Toutefois, l’autorité impériale, sous Tibère, reconnaît que ce type d’union matrimoniale, bien que nécessaire pour les familles patriciennes, déplaît grandement aux femmes. D’après Tacite (58-120), un sénatus-consulte a aboli les effets civils considérés trop sévères, et une autre loi concernant les flamines oblige certes l’épouse à suivre la religion de son conjoint mais elle est désormais régie par le droit commun en dehors de toute puissance maritale15.
Le pain de la confarreatio: objet de la soumission féminine au mari
À première vue, le pain d’épeautre, ou panis farreus, n’est qu’un simple aliment parmi tant d’autres de la table d’un Romain.

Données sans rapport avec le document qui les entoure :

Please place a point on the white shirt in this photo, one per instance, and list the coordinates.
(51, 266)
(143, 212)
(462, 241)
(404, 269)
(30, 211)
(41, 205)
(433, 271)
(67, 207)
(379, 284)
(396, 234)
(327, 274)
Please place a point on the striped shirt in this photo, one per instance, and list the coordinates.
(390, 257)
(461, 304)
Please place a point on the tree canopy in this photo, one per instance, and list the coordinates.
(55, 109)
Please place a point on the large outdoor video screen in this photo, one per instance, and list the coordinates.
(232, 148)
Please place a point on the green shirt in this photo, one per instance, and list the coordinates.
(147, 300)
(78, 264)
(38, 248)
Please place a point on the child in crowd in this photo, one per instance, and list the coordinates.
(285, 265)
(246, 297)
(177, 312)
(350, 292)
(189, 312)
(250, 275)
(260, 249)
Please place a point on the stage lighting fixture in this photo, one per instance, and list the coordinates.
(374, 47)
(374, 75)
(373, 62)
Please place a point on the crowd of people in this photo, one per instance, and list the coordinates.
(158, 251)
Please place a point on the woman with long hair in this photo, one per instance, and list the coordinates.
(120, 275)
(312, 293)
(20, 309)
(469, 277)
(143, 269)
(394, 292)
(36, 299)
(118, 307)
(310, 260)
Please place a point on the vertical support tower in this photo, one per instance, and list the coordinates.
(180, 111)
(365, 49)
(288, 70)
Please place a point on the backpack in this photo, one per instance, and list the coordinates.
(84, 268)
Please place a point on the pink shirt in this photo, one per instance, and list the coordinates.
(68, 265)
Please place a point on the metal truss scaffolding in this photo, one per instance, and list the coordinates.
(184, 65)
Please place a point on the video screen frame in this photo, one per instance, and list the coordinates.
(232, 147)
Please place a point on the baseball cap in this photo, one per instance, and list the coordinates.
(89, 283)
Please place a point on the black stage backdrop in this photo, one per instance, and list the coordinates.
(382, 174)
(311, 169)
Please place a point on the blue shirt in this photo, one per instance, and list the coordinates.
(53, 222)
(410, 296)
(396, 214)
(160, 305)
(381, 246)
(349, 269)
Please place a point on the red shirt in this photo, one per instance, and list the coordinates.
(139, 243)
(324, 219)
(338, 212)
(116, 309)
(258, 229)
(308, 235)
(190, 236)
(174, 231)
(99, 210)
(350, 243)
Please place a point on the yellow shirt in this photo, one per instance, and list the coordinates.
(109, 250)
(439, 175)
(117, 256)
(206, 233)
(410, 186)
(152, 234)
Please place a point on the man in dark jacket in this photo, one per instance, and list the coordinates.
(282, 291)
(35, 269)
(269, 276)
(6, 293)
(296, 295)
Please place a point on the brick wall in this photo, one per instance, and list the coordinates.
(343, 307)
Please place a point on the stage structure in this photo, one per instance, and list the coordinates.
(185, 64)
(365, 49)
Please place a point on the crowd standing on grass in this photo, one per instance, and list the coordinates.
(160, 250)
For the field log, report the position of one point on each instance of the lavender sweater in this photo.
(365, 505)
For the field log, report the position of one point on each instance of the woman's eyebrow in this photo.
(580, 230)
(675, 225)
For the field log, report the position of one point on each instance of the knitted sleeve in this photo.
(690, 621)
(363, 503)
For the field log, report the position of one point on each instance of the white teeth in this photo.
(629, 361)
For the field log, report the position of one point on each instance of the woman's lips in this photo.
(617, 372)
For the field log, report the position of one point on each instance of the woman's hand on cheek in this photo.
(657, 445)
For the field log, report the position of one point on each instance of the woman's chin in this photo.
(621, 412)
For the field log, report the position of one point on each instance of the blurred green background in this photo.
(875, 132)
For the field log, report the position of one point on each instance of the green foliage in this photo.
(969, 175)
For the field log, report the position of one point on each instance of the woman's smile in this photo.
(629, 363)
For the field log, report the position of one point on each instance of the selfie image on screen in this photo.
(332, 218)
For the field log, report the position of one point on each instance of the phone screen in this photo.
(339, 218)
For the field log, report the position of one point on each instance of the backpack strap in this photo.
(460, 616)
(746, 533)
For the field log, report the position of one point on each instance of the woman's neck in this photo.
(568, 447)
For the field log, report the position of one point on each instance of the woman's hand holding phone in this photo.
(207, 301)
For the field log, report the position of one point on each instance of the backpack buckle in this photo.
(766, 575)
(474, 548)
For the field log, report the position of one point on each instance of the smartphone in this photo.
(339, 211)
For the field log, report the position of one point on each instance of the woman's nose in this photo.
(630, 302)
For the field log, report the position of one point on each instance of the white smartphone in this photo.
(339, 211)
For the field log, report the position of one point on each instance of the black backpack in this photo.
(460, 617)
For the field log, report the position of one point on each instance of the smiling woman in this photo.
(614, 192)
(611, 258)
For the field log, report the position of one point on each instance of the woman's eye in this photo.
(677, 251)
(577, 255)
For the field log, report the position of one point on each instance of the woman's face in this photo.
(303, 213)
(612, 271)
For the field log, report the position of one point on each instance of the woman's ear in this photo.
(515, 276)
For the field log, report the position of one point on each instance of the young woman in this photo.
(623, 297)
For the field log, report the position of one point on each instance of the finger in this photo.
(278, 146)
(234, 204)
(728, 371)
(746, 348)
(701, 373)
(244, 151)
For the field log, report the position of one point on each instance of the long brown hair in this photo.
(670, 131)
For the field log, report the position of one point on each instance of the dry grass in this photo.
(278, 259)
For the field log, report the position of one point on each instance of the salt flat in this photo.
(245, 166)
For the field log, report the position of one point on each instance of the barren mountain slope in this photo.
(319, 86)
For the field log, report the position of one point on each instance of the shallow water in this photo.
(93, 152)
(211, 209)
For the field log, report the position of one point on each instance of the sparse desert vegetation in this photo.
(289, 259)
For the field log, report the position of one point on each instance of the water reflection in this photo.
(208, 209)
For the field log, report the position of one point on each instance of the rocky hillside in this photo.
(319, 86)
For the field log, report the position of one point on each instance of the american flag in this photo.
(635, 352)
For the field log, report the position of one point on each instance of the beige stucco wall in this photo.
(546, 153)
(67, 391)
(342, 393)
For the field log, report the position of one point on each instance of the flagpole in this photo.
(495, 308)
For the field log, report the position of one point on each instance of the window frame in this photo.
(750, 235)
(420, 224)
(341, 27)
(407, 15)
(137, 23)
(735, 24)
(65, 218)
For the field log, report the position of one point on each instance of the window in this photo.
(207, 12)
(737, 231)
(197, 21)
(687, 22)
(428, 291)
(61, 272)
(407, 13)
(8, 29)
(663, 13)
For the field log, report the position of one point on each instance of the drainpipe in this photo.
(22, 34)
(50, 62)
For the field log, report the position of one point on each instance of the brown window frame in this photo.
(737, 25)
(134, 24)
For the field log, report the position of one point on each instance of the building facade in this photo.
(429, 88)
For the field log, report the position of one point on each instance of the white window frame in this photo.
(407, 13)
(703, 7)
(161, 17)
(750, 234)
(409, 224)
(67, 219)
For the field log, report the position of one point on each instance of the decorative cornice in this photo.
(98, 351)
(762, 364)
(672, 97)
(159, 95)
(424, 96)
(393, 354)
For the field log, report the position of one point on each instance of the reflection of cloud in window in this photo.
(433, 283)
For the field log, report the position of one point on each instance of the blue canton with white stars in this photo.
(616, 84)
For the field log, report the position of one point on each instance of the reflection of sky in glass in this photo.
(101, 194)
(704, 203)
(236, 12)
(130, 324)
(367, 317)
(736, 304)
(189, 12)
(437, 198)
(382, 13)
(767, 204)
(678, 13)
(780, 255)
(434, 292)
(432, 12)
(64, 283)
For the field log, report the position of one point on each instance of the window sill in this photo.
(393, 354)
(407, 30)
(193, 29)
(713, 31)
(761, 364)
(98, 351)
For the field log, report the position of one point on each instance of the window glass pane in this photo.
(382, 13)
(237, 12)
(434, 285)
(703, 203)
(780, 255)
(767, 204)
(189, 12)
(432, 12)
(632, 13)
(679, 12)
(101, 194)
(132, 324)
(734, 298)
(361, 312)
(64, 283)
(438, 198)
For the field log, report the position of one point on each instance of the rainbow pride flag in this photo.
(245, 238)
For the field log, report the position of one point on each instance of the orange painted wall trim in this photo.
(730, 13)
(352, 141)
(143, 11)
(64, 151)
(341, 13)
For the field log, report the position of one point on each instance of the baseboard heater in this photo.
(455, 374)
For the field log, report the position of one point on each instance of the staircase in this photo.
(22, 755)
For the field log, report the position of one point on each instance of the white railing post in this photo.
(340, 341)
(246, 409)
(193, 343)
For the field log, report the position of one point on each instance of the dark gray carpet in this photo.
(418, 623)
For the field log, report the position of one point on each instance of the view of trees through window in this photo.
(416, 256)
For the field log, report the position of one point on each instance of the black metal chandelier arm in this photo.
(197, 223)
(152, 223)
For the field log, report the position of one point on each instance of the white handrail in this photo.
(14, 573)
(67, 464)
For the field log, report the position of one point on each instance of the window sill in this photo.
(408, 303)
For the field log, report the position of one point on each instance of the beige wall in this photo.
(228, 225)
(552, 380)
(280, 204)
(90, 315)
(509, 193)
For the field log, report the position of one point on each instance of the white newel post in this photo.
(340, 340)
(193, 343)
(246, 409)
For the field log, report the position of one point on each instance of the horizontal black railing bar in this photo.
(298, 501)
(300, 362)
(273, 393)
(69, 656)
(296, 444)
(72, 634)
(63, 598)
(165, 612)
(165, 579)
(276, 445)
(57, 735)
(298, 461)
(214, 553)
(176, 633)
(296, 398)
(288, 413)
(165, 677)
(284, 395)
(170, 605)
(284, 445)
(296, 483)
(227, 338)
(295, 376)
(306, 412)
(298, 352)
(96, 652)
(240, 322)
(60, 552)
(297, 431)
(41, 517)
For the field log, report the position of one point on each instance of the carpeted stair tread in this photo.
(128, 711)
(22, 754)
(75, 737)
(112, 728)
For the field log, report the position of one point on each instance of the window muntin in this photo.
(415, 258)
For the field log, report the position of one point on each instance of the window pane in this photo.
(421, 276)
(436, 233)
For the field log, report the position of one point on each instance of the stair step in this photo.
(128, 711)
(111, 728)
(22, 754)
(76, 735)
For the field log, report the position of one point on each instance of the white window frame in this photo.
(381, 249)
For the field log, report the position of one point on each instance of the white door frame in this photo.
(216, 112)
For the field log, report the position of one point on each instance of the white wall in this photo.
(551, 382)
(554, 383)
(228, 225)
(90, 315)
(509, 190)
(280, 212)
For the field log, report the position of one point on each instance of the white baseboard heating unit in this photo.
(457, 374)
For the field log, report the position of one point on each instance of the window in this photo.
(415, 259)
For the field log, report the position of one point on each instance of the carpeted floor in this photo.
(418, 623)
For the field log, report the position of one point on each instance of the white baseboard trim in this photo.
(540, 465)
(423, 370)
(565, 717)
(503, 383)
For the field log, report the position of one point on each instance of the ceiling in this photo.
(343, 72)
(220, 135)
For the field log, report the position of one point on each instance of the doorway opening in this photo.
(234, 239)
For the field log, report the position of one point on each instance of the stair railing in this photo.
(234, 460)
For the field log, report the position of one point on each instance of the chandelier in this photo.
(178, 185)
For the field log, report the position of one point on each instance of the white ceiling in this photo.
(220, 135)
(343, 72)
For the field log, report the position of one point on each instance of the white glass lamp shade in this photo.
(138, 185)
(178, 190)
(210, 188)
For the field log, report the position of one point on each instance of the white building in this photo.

Toutefois, il acquiert une véritable importance dans la cérémonie de la confarreatio. Il symbolise certes le début d’une vie commune entre les deux époux qui y consentent, soit directement, soit indirectement via la volonté des parents ; mais il matérialise surtout l’entrée de la femme dans la famille de son mari.
En regardant de plus près, le pain d’épeautre fait le lien entre le monde humain et le monde divin, puisqu’il est mangé par les deux conjoints devant le Grand Prêtre de Jupiter. Il y a lieu de croire que ce dieu mythique approuve qu’une femme soit soumise à son mari durant leur mariage, puisqu’elle passe sous sa main, même si l’autorité impériale a allégé son statut.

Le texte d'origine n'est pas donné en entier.